Happy Friday, Bookworms!
I’d like to take the opportunity to share with you a book that has taught me a lot of critical life lessons. I’m going to review the masterpiece that is If You Were a Penguin by Wendell and Florence Minor. (You’d be crazy to think I didn’t notice that the wife in this penguin writing duo has THE SAME NAME as the wife in the penguin writing duo of Mr. Popper’s Penguins. I’m observant like that.) This book has so much to offer.
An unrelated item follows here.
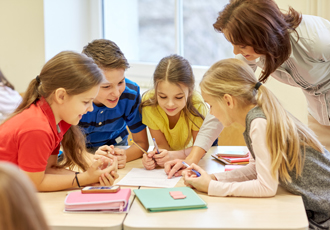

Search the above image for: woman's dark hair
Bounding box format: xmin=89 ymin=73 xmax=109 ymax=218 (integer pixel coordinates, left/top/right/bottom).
xmin=213 ymin=0 xmax=302 ymax=82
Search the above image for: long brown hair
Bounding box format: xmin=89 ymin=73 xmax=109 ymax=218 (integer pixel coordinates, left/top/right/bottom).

1. It gives the reader useful scientific facts! It’s important for children to understand that when they see a photo like this, the penguins are NOT typically trying to eat their babies’ heads. (I say typically, because we’ve got to be open to the possibility of zombie penguins.) They regurgitate their partially digested fish and squid bits into their children’s mouths. It’s not gross. It’s SCIENCE.
2. This book points out that there’s more to penguin habitats than frozen tundra. Ever heard of the Galapagos Islands? FACT: it’s warm there. FACT: Penguins live there. FACT: Charles Darwin was all up in the Galapagos Islands. FACT: Darwin = Science.
3. Tobogganing is FUN. Seriously. If you could travel faster sliding around on your belly than you could walking, wouldn’t you slide everywhere? The correct answer is YES, OBVIOUSLY.
4. This book encourages penguin-like behavior! “But here’s a surprise for me and for you- penguins do lots of things that you can do too!”
Imagination is a wonderful thing, and this book is an exercise in hypothetical thinking and whimsy. There truly ARE lots of things penguins can do that I can do too… But not everything should be attempted. Please, learn from my mistakes!
1. Do not, under any circumstances, attempt to feed a youngster partially digested fish. Particularly if this child is not your offspring.
2. Not ALL beaches have penguins. Don’t waste your day at the beach trying to hunt them down. Odds are very good you are NOT on the Galapagos Islands.
3. Belly tobogganing is not the most efficient form of human travel, and should be avoided in an office environment. It will land you in an awkward meeting with HR. Also, rug burn.
I sincerely hope that all of you bookworms will procure your own copies of If I Were a Penguin. So much goodness to be had. So many lessons to be learned. Tell me. Have any of you learned valuable life lessons from children’s books? Please. Share them with the class so that we may all benefit from your wisdom.